Perimedullary arteriovenous fistula

Progressive quadriparesis in a young woman due to a spinal perimedullary arteriovenous fistula (PMAVF type IVa) successfully treated with endovascular therapy: A case report
Endovascular treatment of a craniocervical junction dural arteriovenous fistula associated with lateral medullary syndrome: A case report
Intradural venous engorgement of CSF-venous fistula mimics spinal dural arteriovenous fistula on MRI: A novel case report and review of literature
Treatment of 23 spinal perimedullary arteriovenous fistulas in a single center: A simple and practical treatment strategy
Rare and Easily Misdiagnosed Intracranial and Craniocervical Junction Dural Arteriovenous Fistulas With Spinal Perimedullary Drainage
Evaluating the Role of Onyx Embolization in the Management of Spinal Dural Arteriovenous Fistulas: A 20-Year Single-Center Experience
Successful endovascular treatment for pediatric ruptured cervical spinal perimedullary arteriovenous fistula: A case report
Surgical Management of Spinal Dural Arteriovenous Fistula: A Case Report

Spinal dural arteriovenous fistula (SDAVF) and perimedullary arteriovenous fistula (PAVF) are two distinct types of spinal vascular malformations within the spinal cord and its surrounding structures. They differ in their location, anatomy, and clinical presentation.
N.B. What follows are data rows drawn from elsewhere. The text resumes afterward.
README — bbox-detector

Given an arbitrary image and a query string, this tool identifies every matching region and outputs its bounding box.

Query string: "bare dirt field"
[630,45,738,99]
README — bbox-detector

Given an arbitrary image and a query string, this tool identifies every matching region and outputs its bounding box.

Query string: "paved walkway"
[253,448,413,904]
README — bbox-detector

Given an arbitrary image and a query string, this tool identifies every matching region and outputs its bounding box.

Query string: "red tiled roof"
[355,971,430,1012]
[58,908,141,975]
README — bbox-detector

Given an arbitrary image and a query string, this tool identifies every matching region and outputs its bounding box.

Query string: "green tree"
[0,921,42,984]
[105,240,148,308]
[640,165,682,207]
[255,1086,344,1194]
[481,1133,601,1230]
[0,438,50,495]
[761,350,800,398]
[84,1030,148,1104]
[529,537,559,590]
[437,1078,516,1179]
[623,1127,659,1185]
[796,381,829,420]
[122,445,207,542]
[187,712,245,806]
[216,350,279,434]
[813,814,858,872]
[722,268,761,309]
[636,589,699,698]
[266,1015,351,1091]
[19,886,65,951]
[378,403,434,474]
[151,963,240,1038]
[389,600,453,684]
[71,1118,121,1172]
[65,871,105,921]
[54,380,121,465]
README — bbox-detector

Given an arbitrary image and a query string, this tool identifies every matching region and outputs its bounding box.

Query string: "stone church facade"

This spinal cord vascular malformation, is intradural located either on the surface of the cord or just under the pia without an intervening nidus ¹⁾.

There is a shunt between a radicular artery and intradural veins ²⁾.

The lack of a nidus differentiates these lesions from the type II and III spinal arteriovenous malformations and the intradural location of the arteriovenous shunt with the involvement of arteries feeding the cord differentiates it from dural arteriovenous fistulas.

This type of spinal arteriovenous malformation was first described by Djindjian et al. ³⁾ in 1977, and subsequently classified as type IV spinal arteriovenous malformations (AVMs) by Heros et al ⁴⁾.

Type 4 spinal vascular malformations of the American English French connection classification.

They constitute 8-19% of spinal vascular malformations and are predominantly found in the thoracolumbar region, either on the anterior, lateral or posterior surface of the cord ⁵⁾.

Perimedullary Arteriovenous Fistula Classification.

Progressive myelopathy, spastic paresis, sensory disturbance, and bowel and bladder dysfunction can be the presenting symptoms. Cervical spinal arteriovenous fistulas (AVFs) are even rarer. These lesions differ from the ones in the thoracolumbar region and have an even wider mode of presentation.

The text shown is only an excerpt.